This Article is From Apr 10, 2016

Anti-ISIS Syrian Journalist 'Shot In Head' In Turkish City

Anti-ISIS Syrian Journalist 'Shot In Head' In Turkish City

ISIS has targeted journalists on several occasions. (File photo)

Highlights

  • Mohammed Zaher al-Shurqat is currently in intensive care in Turkey
  • It's reportedly the second attempt on his life in three months
  • He reportedly helped fight Syrian President's troops before leaving Syria
Istanbul: A Syrian journalist who opposed ISIS terror group was in intensive care Sunday after being shot in the head by a masked gunman in southern Turkey, reports and activists said.

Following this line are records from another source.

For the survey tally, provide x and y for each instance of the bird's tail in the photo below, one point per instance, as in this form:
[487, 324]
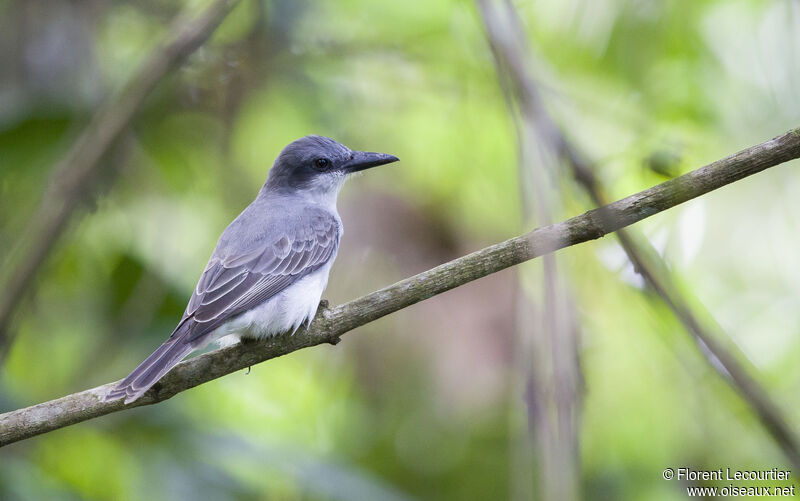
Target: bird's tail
[154, 367]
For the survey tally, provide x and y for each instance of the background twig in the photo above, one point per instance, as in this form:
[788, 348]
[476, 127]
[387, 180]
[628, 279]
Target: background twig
[548, 356]
[76, 174]
[331, 324]
[513, 58]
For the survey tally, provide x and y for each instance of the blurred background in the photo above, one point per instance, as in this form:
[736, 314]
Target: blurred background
[423, 404]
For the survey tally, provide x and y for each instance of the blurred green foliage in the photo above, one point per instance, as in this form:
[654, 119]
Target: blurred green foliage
[417, 405]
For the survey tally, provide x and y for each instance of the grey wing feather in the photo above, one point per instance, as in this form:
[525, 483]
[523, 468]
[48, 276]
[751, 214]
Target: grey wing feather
[234, 284]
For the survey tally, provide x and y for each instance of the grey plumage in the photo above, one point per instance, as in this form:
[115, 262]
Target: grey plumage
[271, 264]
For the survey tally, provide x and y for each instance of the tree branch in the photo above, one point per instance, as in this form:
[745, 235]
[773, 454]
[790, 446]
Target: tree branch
[77, 171]
[330, 324]
[511, 56]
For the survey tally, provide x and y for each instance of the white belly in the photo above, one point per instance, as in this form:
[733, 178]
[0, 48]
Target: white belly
[287, 311]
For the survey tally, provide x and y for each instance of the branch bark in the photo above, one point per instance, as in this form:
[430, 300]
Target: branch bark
[330, 324]
[77, 171]
[547, 355]
[511, 57]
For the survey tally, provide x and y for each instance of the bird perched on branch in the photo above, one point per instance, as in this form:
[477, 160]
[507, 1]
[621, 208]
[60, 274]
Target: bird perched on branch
[271, 264]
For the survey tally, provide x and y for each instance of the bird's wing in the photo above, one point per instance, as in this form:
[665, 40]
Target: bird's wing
[236, 282]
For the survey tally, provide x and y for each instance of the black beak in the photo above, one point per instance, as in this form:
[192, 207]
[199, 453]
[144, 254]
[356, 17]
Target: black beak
[360, 160]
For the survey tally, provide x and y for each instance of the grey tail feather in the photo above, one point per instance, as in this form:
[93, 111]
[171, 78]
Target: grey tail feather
[154, 367]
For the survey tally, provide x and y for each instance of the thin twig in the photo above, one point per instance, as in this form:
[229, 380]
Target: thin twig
[329, 325]
[76, 174]
[647, 262]
[549, 355]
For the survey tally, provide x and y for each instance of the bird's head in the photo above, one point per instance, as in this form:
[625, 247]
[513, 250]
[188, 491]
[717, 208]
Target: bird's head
[318, 166]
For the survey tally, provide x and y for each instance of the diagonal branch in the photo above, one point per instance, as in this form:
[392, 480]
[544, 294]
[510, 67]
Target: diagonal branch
[330, 324]
[75, 175]
[639, 251]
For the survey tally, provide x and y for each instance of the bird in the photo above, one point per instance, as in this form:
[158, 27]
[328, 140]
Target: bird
[271, 265]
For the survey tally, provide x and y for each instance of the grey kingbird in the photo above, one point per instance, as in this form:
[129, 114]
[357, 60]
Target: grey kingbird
[271, 264]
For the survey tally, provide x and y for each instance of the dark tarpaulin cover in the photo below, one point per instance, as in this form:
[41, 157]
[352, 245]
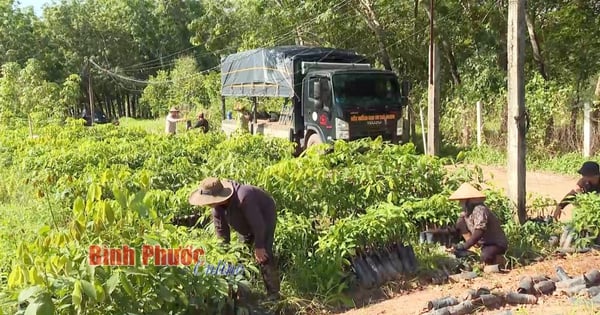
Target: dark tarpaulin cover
[272, 71]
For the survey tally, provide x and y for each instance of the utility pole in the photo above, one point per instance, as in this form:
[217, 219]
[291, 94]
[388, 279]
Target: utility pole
[517, 119]
[433, 106]
[91, 93]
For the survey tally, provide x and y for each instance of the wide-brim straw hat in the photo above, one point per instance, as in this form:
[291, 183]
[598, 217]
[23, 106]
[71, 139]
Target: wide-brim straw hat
[589, 168]
[239, 107]
[466, 191]
[211, 191]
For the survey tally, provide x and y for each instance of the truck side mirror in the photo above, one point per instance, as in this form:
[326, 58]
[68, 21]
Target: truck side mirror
[405, 88]
[317, 90]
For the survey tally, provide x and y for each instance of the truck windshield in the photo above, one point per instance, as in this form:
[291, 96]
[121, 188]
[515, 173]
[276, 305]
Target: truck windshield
[365, 90]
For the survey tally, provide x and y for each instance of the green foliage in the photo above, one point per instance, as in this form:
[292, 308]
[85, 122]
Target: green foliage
[586, 218]
[25, 95]
[111, 186]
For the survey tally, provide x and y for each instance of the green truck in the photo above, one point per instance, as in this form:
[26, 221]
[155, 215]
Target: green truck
[329, 94]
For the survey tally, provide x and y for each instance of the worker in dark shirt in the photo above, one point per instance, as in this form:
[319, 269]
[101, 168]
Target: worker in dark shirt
[250, 211]
[479, 226]
[589, 182]
[201, 123]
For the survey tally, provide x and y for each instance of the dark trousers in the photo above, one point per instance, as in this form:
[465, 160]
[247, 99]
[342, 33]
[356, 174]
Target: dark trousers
[489, 252]
[268, 269]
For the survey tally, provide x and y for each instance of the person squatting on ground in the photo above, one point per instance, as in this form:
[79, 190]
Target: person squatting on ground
[250, 211]
[172, 120]
[201, 123]
[479, 226]
[589, 182]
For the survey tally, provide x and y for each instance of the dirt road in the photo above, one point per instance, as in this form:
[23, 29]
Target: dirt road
[414, 302]
[544, 184]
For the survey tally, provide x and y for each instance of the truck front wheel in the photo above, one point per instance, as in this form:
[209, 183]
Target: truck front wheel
[314, 139]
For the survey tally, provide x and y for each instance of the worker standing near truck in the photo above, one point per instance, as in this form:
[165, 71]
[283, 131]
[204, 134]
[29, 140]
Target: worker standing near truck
[242, 117]
[589, 182]
[250, 211]
[479, 226]
[172, 120]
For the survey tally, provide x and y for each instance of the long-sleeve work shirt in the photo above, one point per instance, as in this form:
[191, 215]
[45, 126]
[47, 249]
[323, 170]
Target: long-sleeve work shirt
[250, 212]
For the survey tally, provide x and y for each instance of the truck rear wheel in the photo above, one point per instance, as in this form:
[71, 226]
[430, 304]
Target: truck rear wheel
[314, 139]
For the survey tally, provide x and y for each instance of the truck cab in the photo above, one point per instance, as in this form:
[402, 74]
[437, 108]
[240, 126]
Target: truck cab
[350, 104]
[330, 94]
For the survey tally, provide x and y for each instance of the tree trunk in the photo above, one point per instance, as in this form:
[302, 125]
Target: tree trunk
[452, 61]
[535, 46]
[372, 20]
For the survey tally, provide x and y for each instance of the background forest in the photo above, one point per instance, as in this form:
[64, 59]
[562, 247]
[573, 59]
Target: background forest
[150, 55]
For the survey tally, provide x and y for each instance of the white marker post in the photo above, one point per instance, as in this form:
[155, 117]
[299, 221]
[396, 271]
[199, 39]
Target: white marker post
[587, 130]
[479, 126]
[423, 131]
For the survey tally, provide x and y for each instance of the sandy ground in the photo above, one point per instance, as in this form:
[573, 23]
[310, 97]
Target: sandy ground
[549, 185]
[415, 302]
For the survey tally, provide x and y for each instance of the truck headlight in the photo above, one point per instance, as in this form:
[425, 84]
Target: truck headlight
[399, 127]
[342, 129]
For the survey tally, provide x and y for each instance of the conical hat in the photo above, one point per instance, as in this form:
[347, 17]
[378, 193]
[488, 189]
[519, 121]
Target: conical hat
[466, 191]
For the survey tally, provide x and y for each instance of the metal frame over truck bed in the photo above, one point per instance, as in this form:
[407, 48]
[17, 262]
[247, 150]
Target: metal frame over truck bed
[280, 72]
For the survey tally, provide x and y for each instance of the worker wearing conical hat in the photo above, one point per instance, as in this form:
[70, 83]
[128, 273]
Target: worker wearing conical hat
[588, 183]
[479, 225]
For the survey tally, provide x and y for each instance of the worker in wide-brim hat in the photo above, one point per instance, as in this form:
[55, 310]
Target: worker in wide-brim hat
[250, 211]
[172, 120]
[242, 117]
[589, 182]
[479, 225]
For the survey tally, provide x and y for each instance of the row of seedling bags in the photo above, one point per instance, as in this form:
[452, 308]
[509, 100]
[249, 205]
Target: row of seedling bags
[528, 291]
[374, 266]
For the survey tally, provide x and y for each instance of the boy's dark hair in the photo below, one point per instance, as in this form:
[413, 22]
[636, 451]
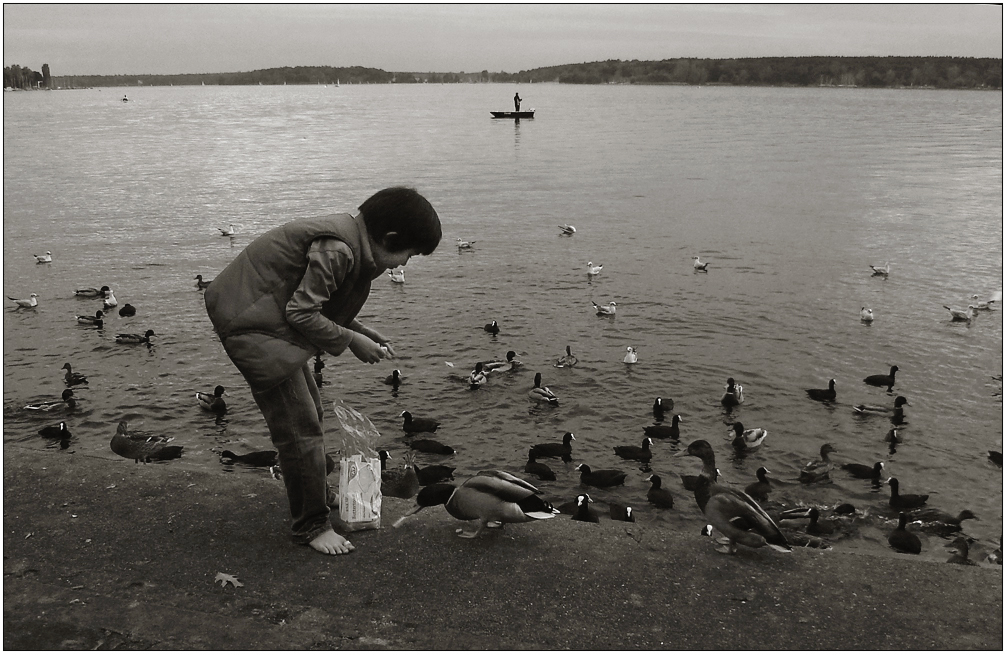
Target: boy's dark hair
[403, 211]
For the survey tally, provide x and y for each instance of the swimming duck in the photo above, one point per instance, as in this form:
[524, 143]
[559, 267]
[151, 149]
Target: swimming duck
[540, 393]
[143, 446]
[733, 394]
[665, 431]
[638, 452]
[95, 320]
[537, 469]
[73, 378]
[489, 496]
[746, 439]
[818, 470]
[823, 394]
[30, 301]
[658, 495]
[583, 511]
[882, 380]
[413, 425]
[904, 501]
[602, 478]
[759, 490]
[135, 339]
[562, 450]
[738, 517]
[902, 540]
[212, 402]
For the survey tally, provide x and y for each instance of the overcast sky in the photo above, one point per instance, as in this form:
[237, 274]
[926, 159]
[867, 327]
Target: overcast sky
[152, 38]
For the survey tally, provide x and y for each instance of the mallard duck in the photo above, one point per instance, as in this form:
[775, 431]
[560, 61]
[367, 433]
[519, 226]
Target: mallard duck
[738, 517]
[143, 446]
[135, 339]
[537, 469]
[904, 501]
[97, 320]
[413, 425]
[881, 380]
[902, 540]
[73, 378]
[562, 450]
[602, 478]
[639, 452]
[658, 495]
[212, 402]
[30, 301]
[749, 439]
[489, 496]
[823, 394]
[759, 490]
[818, 470]
[540, 393]
[733, 394]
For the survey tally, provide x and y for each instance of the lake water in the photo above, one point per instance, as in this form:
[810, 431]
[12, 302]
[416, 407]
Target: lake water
[788, 193]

Mohammed Zaher al-Shurqat was walking down a street in the southern Turkish city of Gaziantep close to the Syrian border when he was targeted by the gunman, the Dogan and Anatolia news agencies reported.

El-Shurqat worked for a channel called Aleppo Today TV which is strongly opposed to ISIS who have taken control of much of Syria's northern Aleppo province.

He was immediately hospitalised and is in intensive care, the Turkish reports said, without giving further details.

According to Ibrahim al-Idelbi, a Syrian activist in Gaziantep, this was the second attempt against Shurqat's life in three months.

Idelbi told Agence France-Presse in Beirut that Shurqat was a rebel commander who had fought President Bashar al-Assad's troops and a media activist in his home town, Al-Bab, until IS took over. He became a journalist with Aleppo Today after he moved to Turkey.

Citing a friend who visited Shurqat in hospital in the southern Turkish city, Idelbi said he was "still alive".

Another activist, Assaad al-Achi, confirmed the report. "When Daesh took control he started a programme on Aleppo Today against Daesh," he said, speaking to AFP via the Internet in English and using an Arabic acronym for ISIS.

Turkish police have studied security camera footage and interviewed witnesses and believe the shooting was carried out by a member of ISIS, Dogan added in its report.

Several Syrian journalists who fled the country's five year civil war use Gaziantep as a base but it has become an increasingly dangerous location from which to report.

A Syrian activist who produced documentaries hostile to the ISIS group, Naji Jerf, was shot dead in Gaziantep in December in a crime that caused international concern

At the end of October, ISIS claimed responsibility for killing young activist Ibrahim Abdelkader and his friend Fares Hamadi. They were found decapitated in a house in the city of Sanliurfa just east of Gaziantep.